🤖 AI Summary
Current large language models (LLMs) rely predominantly on implicit, static weight-based safety alignment, which hinders auditability and dynamic adaptation. To address this, we propose Cognition-of-Thought (CooT), a decoding-phase framework that establishes a generator–perceiver collaborative cognitive self-monitoring loop to enable explicit, dynamic sociocognitive alignment during inference. Our approach shifts alignment from the parameter level to the reasoning level, supporting policy updates without fine-tuning. Key innovations include hierarchical value-principle evaluation, generation rollback mechanisms, and guided injection that integrates social priors with context-aware warnings. We further introduce a priority-based cognitive intervention framework for targeted alignment control. Experiments demonstrate that CooT achieves substantial improvements across multiple safety and social reasoning benchmarks, exhibiting strong generalization, real-time adaptability, and enhanced interpretability and auditability—without modifying model weights.
📝 Abstract
Large language models (LLMs) excel at complex reasoning but can still exhibit harmful behaviors. Current alignment strategies typically embed safety into model weights, making these controls implicit, static, and difficult to modify. This paper introduces Cognition-of-Thought (CooT), a novel decoding-time framework that equips LLMs with an explicit cognitive self-monitoring loop.

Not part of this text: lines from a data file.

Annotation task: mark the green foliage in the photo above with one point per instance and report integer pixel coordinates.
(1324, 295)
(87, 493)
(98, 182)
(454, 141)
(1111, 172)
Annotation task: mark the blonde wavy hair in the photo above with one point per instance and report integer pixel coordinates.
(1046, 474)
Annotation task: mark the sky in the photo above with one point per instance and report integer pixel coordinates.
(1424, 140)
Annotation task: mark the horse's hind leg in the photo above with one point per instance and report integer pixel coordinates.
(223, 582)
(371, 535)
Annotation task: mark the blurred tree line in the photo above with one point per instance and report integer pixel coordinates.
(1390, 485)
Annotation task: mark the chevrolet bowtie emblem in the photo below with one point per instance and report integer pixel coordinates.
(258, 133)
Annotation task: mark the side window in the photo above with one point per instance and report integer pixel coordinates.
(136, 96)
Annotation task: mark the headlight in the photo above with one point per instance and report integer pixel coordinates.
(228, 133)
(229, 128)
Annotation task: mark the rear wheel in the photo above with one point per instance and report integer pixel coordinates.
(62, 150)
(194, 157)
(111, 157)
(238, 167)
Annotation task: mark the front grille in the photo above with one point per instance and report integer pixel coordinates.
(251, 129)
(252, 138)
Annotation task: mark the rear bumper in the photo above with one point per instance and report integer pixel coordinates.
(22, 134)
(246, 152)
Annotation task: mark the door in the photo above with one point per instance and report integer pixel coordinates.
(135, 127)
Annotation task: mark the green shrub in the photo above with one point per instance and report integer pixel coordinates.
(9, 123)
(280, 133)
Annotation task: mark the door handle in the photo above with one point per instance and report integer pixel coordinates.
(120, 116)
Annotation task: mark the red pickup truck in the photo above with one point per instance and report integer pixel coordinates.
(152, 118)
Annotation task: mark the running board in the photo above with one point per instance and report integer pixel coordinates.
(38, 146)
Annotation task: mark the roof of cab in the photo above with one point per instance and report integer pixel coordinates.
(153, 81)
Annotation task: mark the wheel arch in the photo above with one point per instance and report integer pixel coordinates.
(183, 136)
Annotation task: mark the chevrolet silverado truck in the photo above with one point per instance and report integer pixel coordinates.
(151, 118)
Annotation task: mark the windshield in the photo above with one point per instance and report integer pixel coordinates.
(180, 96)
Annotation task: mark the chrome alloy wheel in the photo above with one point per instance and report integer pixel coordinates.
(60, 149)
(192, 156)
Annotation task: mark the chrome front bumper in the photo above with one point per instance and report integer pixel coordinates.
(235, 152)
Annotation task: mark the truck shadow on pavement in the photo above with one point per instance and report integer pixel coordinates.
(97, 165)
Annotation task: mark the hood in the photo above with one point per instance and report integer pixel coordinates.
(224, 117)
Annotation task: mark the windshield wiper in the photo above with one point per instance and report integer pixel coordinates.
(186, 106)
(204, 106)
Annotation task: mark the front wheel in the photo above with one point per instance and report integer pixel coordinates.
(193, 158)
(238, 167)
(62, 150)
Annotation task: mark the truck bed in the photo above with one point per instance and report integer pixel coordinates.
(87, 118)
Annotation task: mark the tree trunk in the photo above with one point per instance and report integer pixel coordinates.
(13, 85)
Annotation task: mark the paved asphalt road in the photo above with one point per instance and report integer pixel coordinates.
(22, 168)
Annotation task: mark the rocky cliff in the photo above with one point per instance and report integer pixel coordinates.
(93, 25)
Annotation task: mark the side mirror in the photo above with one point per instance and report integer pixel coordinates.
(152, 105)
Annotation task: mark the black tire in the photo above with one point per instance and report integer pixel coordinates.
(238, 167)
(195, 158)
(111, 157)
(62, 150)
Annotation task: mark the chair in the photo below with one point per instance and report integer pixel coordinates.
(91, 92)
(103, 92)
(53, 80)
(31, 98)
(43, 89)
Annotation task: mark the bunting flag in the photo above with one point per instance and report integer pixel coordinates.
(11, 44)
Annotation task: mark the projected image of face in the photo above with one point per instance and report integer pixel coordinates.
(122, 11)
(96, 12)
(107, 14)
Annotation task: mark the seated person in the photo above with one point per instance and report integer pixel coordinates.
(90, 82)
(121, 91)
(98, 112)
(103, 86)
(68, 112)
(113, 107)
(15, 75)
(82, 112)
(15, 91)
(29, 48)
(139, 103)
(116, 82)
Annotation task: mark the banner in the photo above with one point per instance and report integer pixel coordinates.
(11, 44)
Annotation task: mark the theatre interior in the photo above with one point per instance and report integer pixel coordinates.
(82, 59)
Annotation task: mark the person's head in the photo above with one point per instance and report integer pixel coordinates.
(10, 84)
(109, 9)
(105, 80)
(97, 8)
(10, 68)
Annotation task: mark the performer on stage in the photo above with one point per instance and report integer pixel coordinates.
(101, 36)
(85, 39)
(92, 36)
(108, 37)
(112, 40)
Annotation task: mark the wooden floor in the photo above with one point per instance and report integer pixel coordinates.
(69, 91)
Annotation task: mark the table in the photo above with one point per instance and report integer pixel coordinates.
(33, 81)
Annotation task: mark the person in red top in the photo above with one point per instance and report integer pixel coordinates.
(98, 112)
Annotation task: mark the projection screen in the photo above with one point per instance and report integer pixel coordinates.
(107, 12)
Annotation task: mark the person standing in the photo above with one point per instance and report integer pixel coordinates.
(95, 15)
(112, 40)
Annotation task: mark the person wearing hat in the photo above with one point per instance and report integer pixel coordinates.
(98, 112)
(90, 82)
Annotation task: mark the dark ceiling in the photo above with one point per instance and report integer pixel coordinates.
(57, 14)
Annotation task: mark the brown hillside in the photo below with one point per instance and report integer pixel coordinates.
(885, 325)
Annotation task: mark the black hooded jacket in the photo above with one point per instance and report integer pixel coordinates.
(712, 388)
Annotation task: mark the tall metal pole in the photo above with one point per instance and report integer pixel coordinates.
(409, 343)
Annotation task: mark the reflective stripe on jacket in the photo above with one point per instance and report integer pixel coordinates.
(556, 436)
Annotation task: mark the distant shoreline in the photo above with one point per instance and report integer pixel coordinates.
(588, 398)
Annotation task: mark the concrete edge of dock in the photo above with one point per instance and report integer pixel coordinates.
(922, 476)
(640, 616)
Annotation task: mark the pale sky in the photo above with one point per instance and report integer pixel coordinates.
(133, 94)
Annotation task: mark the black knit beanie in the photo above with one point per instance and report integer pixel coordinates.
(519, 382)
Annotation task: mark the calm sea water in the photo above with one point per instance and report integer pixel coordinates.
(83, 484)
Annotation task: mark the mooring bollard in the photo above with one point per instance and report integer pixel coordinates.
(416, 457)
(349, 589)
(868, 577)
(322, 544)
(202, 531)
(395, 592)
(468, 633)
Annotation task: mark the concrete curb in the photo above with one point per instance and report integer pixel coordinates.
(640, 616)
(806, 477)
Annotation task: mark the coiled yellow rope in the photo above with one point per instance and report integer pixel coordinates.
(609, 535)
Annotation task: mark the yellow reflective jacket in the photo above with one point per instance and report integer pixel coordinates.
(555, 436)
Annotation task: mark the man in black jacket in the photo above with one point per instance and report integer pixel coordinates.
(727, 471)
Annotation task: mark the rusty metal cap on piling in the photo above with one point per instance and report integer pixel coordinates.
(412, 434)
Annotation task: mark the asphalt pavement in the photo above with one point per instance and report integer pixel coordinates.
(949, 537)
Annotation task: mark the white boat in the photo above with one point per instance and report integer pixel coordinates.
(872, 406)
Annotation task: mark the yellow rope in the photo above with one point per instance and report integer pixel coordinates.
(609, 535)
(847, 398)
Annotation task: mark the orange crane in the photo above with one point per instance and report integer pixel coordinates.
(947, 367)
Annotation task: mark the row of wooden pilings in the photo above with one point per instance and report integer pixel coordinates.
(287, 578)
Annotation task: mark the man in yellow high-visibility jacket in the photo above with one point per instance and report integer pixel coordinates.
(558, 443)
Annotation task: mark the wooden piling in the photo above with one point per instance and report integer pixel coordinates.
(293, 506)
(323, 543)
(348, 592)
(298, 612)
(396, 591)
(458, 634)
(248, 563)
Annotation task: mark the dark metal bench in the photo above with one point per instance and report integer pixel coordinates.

CooT couples a standard text Generator with a cognitive Perceiver that continuously monitors the unfolding sequence. The Perceiver uses a structured, precedence-based hierarchy of principles (e.g., safety over obedience) to detect potential misalignments as they arise. When violations are flagged, CooT intervenes by rolling back the generation to the point of error and regenerating under injected guidance that combines universal social priors with context-specific warnings. CooT thus transforms alignment from a fixed property into an explicit, dynamic, and auditable process active during inference, allowing for flexible policy updates without retraining the model. Extensive experiments across multiple benchmarks and model families confirm that CooT consistently improves safety and social reasoning performance.